One other thing to watch is if the installation has an inverter. Mostly these are grid-connect units for “mains parallel” operation; and as such are required to have “anti-islanding” to prevent back-feed onto the grid when it goes down. DON”T alter this set-up.

A multi-mode inverter is capable of also operating in “island” mode; but to take advantage safely we have to take this output through a changeover device same as any other “alternative supply” and use an extra pole of the device to change the mode of the inverter.

But regardless of what type of inverter; don’t set up an inverter and a genset to run in parallel.

It may seem logical to disconnect the mains, and use a genset to simulate mains supply so the inverter will operate; but the two forms of source don’t work together.
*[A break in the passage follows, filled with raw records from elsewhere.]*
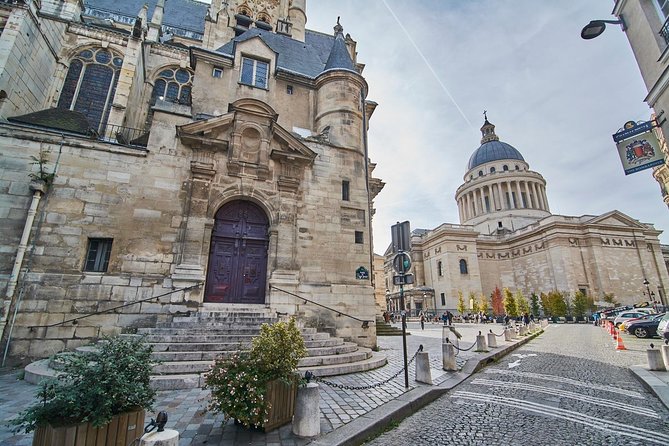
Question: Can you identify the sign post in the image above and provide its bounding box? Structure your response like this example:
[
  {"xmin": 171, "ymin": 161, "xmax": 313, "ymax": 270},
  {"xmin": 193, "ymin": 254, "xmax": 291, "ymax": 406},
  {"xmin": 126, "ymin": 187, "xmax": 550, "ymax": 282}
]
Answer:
[{"xmin": 390, "ymin": 221, "xmax": 413, "ymax": 388}]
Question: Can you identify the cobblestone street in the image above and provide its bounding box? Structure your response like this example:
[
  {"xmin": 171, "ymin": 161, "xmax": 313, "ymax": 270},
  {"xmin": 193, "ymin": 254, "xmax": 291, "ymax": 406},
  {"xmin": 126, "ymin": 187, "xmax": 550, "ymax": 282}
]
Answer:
[{"xmin": 369, "ymin": 324, "xmax": 669, "ymax": 446}]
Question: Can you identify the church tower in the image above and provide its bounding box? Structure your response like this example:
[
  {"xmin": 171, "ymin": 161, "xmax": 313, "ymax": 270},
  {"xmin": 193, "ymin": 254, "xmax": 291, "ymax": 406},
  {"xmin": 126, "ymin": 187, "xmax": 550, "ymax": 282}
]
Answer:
[
  {"xmin": 455, "ymin": 115, "xmax": 551, "ymax": 234},
  {"xmin": 203, "ymin": 0, "xmax": 307, "ymax": 50}
]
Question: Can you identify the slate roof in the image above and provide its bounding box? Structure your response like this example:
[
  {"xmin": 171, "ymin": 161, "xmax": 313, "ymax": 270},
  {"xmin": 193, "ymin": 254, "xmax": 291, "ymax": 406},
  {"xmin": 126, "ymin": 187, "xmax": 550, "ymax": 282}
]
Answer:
[
  {"xmin": 7, "ymin": 108, "xmax": 94, "ymax": 135},
  {"xmin": 84, "ymin": 0, "xmax": 209, "ymax": 34},
  {"xmin": 217, "ymin": 28, "xmax": 355, "ymax": 79},
  {"xmin": 468, "ymin": 141, "xmax": 525, "ymax": 169}
]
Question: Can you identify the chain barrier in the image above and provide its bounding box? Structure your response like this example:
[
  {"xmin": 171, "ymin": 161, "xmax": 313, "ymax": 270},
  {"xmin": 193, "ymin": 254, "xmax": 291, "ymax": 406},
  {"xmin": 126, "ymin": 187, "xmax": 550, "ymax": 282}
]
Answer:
[{"xmin": 305, "ymin": 345, "xmax": 423, "ymax": 390}]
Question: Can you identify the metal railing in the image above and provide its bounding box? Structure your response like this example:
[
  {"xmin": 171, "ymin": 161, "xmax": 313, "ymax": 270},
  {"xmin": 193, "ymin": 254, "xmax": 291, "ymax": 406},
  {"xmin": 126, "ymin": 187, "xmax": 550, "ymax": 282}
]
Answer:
[
  {"xmin": 270, "ymin": 285, "xmax": 374, "ymax": 328},
  {"xmin": 30, "ymin": 283, "xmax": 202, "ymax": 331},
  {"xmin": 93, "ymin": 125, "xmax": 149, "ymax": 148}
]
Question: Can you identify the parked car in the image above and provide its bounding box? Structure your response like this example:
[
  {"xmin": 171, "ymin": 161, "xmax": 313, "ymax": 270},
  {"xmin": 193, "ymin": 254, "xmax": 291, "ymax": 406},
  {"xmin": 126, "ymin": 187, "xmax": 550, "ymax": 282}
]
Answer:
[
  {"xmin": 613, "ymin": 310, "xmax": 648, "ymax": 327},
  {"xmin": 657, "ymin": 313, "xmax": 669, "ymax": 339},
  {"xmin": 625, "ymin": 314, "xmax": 664, "ymax": 338},
  {"xmin": 619, "ymin": 312, "xmax": 664, "ymax": 334}
]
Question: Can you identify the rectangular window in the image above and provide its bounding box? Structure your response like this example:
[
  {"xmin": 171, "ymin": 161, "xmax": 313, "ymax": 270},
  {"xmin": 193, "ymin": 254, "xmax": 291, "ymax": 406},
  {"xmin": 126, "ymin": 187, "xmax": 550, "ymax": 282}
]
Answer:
[
  {"xmin": 240, "ymin": 57, "xmax": 269, "ymax": 89},
  {"xmin": 84, "ymin": 238, "xmax": 113, "ymax": 273},
  {"xmin": 341, "ymin": 180, "xmax": 351, "ymax": 201}
]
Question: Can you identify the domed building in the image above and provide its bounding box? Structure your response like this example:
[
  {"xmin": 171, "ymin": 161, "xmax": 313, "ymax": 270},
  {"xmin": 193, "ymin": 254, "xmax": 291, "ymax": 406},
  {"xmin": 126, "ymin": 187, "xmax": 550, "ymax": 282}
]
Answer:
[{"xmin": 385, "ymin": 116, "xmax": 669, "ymax": 314}]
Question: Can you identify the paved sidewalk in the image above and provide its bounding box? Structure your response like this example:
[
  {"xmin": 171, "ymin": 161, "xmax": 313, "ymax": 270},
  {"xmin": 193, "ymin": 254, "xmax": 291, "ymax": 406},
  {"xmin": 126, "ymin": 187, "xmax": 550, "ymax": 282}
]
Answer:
[{"xmin": 0, "ymin": 323, "xmax": 669, "ymax": 446}]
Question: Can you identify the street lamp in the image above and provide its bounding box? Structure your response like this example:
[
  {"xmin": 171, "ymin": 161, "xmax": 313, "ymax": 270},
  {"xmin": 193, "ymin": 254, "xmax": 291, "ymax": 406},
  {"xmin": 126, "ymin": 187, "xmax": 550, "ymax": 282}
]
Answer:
[{"xmin": 581, "ymin": 16, "xmax": 627, "ymax": 40}]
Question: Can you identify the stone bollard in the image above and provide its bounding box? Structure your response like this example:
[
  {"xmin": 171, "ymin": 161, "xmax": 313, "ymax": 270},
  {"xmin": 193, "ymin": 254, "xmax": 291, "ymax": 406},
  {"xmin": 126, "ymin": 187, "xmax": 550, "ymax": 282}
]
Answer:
[
  {"xmin": 504, "ymin": 328, "xmax": 514, "ymax": 342},
  {"xmin": 646, "ymin": 344, "xmax": 667, "ymax": 372},
  {"xmin": 414, "ymin": 352, "xmax": 432, "ymax": 384},
  {"xmin": 139, "ymin": 429, "xmax": 179, "ymax": 446},
  {"xmin": 293, "ymin": 383, "xmax": 321, "ymax": 437},
  {"xmin": 476, "ymin": 331, "xmax": 488, "ymax": 352},
  {"xmin": 441, "ymin": 339, "xmax": 458, "ymax": 371},
  {"xmin": 488, "ymin": 330, "xmax": 497, "ymax": 348}
]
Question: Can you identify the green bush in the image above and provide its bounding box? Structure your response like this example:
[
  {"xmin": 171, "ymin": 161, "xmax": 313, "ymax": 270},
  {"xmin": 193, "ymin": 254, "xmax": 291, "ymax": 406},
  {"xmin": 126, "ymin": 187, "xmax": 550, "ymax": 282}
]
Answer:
[
  {"xmin": 12, "ymin": 337, "xmax": 155, "ymax": 433},
  {"xmin": 205, "ymin": 319, "xmax": 307, "ymax": 427}
]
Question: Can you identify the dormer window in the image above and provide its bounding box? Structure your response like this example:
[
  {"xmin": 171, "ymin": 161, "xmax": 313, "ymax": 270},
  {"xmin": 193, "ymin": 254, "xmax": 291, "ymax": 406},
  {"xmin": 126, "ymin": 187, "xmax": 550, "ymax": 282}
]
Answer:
[{"xmin": 239, "ymin": 57, "xmax": 269, "ymax": 89}]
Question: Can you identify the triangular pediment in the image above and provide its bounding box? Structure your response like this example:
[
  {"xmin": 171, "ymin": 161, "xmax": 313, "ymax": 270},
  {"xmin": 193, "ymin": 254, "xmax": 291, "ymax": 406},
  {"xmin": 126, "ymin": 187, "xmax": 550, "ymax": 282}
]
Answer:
[{"xmin": 587, "ymin": 210, "xmax": 646, "ymax": 229}]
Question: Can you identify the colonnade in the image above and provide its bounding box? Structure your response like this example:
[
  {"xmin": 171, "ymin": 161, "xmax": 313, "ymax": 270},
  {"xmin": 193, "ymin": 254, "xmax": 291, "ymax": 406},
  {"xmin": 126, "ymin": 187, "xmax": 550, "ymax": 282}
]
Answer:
[{"xmin": 458, "ymin": 180, "xmax": 550, "ymax": 222}]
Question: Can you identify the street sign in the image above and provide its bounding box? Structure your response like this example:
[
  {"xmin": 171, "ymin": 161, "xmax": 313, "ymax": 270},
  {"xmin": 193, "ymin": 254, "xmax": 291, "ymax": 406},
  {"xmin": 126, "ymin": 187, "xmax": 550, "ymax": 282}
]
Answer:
[
  {"xmin": 393, "ymin": 252, "xmax": 411, "ymax": 274},
  {"xmin": 390, "ymin": 221, "xmax": 411, "ymax": 253},
  {"xmin": 393, "ymin": 274, "xmax": 413, "ymax": 285}
]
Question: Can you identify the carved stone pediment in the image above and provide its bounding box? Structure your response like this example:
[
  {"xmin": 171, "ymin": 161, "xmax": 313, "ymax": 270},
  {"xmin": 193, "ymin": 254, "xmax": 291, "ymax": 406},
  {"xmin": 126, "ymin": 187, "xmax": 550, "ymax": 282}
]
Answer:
[{"xmin": 177, "ymin": 98, "xmax": 316, "ymax": 186}]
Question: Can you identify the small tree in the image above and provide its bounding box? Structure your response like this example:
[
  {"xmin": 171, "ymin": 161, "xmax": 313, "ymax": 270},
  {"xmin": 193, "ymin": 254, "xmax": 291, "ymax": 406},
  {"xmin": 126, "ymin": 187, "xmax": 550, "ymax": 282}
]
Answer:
[
  {"xmin": 458, "ymin": 291, "xmax": 466, "ymax": 315},
  {"xmin": 515, "ymin": 290, "xmax": 530, "ymax": 316},
  {"xmin": 539, "ymin": 293, "xmax": 553, "ymax": 317},
  {"xmin": 530, "ymin": 293, "xmax": 540, "ymax": 317},
  {"xmin": 504, "ymin": 288, "xmax": 518, "ymax": 317},
  {"xmin": 572, "ymin": 290, "xmax": 590, "ymax": 317},
  {"xmin": 548, "ymin": 291, "xmax": 567, "ymax": 317},
  {"xmin": 479, "ymin": 293, "xmax": 490, "ymax": 314},
  {"xmin": 469, "ymin": 291, "xmax": 480, "ymax": 314},
  {"xmin": 490, "ymin": 287, "xmax": 504, "ymax": 316}
]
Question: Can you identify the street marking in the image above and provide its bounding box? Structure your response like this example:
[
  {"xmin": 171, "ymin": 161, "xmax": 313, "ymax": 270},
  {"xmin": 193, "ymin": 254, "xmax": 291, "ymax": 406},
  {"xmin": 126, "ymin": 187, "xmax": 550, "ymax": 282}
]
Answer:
[
  {"xmin": 484, "ymin": 369, "xmax": 645, "ymax": 400},
  {"xmin": 472, "ymin": 378, "xmax": 662, "ymax": 418},
  {"xmin": 451, "ymin": 391, "xmax": 669, "ymax": 445}
]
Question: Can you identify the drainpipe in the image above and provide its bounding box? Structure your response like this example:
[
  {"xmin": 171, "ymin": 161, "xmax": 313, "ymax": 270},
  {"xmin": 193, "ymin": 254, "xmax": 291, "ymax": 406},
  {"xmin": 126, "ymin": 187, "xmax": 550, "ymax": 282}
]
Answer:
[{"xmin": 3, "ymin": 181, "xmax": 46, "ymax": 302}]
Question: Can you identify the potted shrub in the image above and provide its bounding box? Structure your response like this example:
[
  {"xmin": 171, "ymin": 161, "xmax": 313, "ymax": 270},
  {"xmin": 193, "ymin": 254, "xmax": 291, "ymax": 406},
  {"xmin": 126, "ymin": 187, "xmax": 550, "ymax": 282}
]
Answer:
[
  {"xmin": 12, "ymin": 337, "xmax": 155, "ymax": 446},
  {"xmin": 205, "ymin": 319, "xmax": 307, "ymax": 432}
]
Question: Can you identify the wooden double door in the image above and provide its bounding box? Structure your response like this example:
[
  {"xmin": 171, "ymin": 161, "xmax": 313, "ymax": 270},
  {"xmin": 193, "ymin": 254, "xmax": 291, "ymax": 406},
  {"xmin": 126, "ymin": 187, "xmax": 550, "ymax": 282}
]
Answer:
[{"xmin": 204, "ymin": 200, "xmax": 269, "ymax": 304}]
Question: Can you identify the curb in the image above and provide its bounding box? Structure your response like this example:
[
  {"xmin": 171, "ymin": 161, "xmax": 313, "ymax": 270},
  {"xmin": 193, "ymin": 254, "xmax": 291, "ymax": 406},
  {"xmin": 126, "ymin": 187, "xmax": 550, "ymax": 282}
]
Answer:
[
  {"xmin": 309, "ymin": 328, "xmax": 545, "ymax": 446},
  {"xmin": 629, "ymin": 365, "xmax": 669, "ymax": 409}
]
AS/NZS 3010 requires generators providing alternative supply to be isolated from any inverter by the source selection device (changeover switch).

If setting up an emergency generator for an installation with an inverter; arrange the generating set to supply it’s own separated-off part of the installation only.

The TB doesn’t specifically cover setting up an emergency supply from an inverter; but logically the same principles should apply. And the declaration that emergency supply work is “general” rather than high risk PEW can be interpreted as covering emergency supply from an inverter. So if the inverter that’s there is a multi-mode type; it should be OK to disconnect and safely terminate the mains before changing modes. Issue a CoC for the change. Change it back, with another CoC; before reinstating the mains supply.